Müminler, Allah (cc)'ın "Anne-babaya, yakın akrabaya, yetimlere, yoksullara, yakın komşuya, uzak komşuya, yanınızdaki arkadaşa, yolda kalmışa ve sağ ellerinizin malik olduklarına güzellikle davranın." (Nisa Suresi, 36) hükmü gereği, çevrelerindeki insanlara karşı güzel tavırlar gösterirler. Kuran'dan uzak insanların sık sık yaşadıkları ters, sıkıntılı, kindar ve kavgacı ruh halinden yaşamları boyunca kaçınırlar. Affetme, hoşgörme ve karşı tarafı güzel olana çekme konusunda her zaman sabırlı ve kararlıdırlar. Allah (cc)'ın "Kim sabreder ve bağışlarsa, şüphesiz bu, azme değer işlerdendir" (Şura Suresi, 43) hükmüne riayet eder ve Allah (cc)'ın beğendiği ahlakı yaşama konusunda azim gösterirler.
Allah (cc), insanların hem güzel ahlak göstermelerini, hem de bağışlayıcı olmalarını istemektedir. Allah (cc), bir ayetinde de şöyle buyurmaktadır:
Sizden, faziletli ve varlıklı olanlar, yakınlara, yoksullara ve Allah yolunda hicret edenlere vermekte eksiltme yapmasınlar, affetsinler ve hoş görsünler. Allah'ın sizi bağışlamasını sevmez misiniz? Allah, bağışlayandır, esirgeyendir. (Nur Suresi, 22)

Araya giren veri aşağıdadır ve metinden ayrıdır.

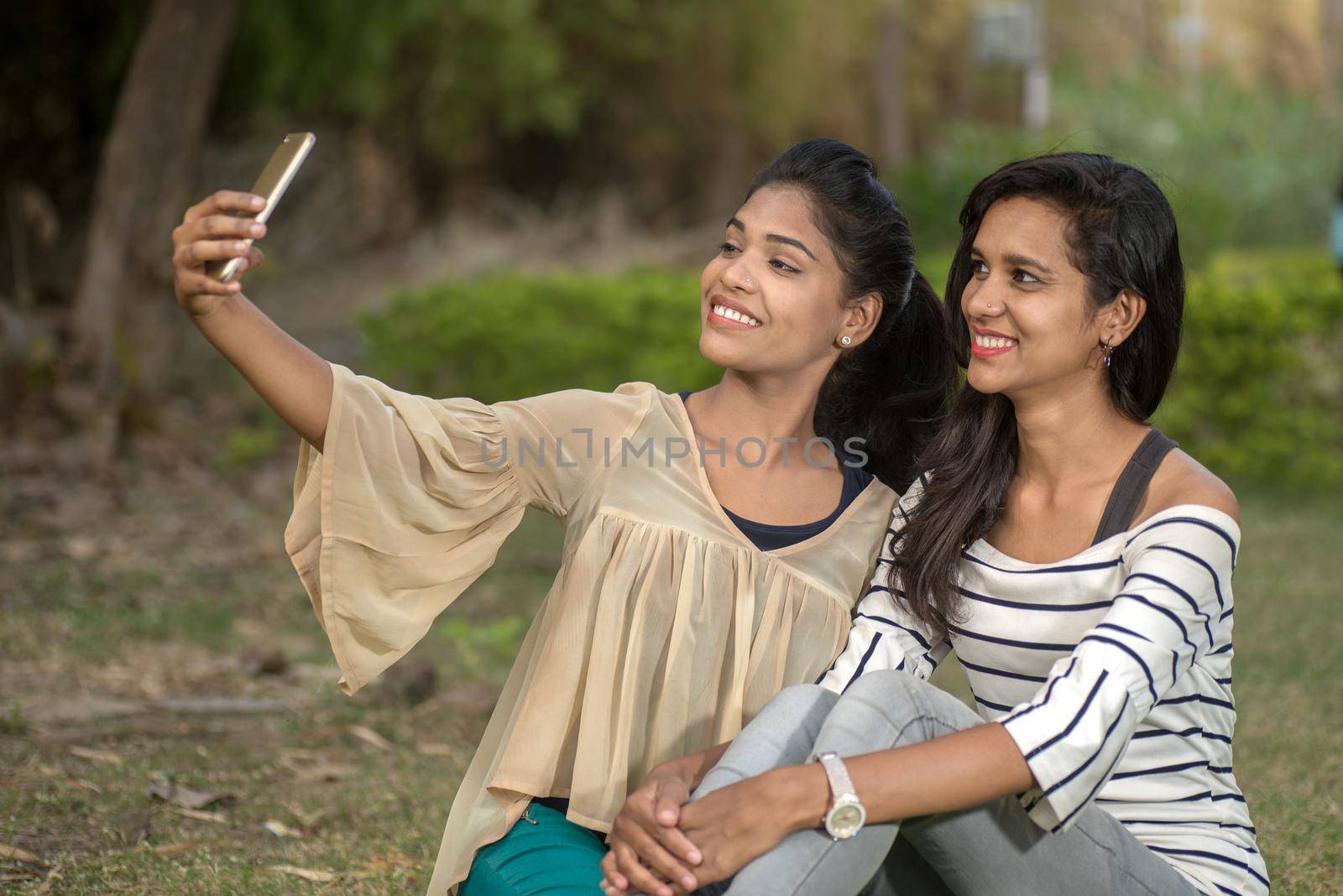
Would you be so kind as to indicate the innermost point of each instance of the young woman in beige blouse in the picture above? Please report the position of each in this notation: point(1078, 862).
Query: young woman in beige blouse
point(673, 618)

Kuran ahlakını yaşayan bir insan, en güzel ahlakın sahibidir. Bu ahlak, müminin gün içinde her anında, her yaptığı işte hakimdir. Mümin, gösterdiği erdemli tutum ile karşısındaki insanlara sürekli olarak örnek olur. Kuran ahlakını yaşamanın ona getireceği en büyük nimet ise, Allah (cc)'ın rızasını kazanmaktır. Elbette her konuda olduğu gibi bu konuda da en güzel örnek Peygamber Efendimiz (sav)`dir. İmam Gazali, hadis alimlerinden derlediği bilgiler ile Peygamber Efendimiz (sav)`in çevresindekilere karşı gösterdiği örnek tutumu şöyle bildirmiştir:
"... Huzurunda oturan herkese mübarek yüzünden nasibini verir, iltifat buyururdu. Bu yüzden huzurundaki herkes onun nezdinde kendisinden daha değerlisi olmadığı düşüncesine kapılırdı. Evet onun oturuşu, dinleyişi, sözleri, güzel latifeleri ve teveccühü hep nezdinde oturanlar içindi. Bununla birlikte onun meclisi haya, tevazu ve emniyet meclisiydi... Kendilerine ikram ve gönüllerini hoş tutmak için sahabelerini künyeleri ile çağırır, künyesi olmayanlara künye bularak onunla hitap ederdi. Öfkelenmekten son derece uzak ve bir şeye çabucak rıza gösterendi. İnsanlara karşı insanların en şefkatlisiydi. Öyle ya, insanların en hayırlısı insanlara hayrı dokunan, insanların en yararlısı da insanlara faydalı olandır." (Huccetü'l İslam İmam Gazali, İhya'u Ulum'id-din, 2. cilt, Çeviri: Dr. Sıtkı Gülle, Huzur Yayın Evi, 1998, s.798)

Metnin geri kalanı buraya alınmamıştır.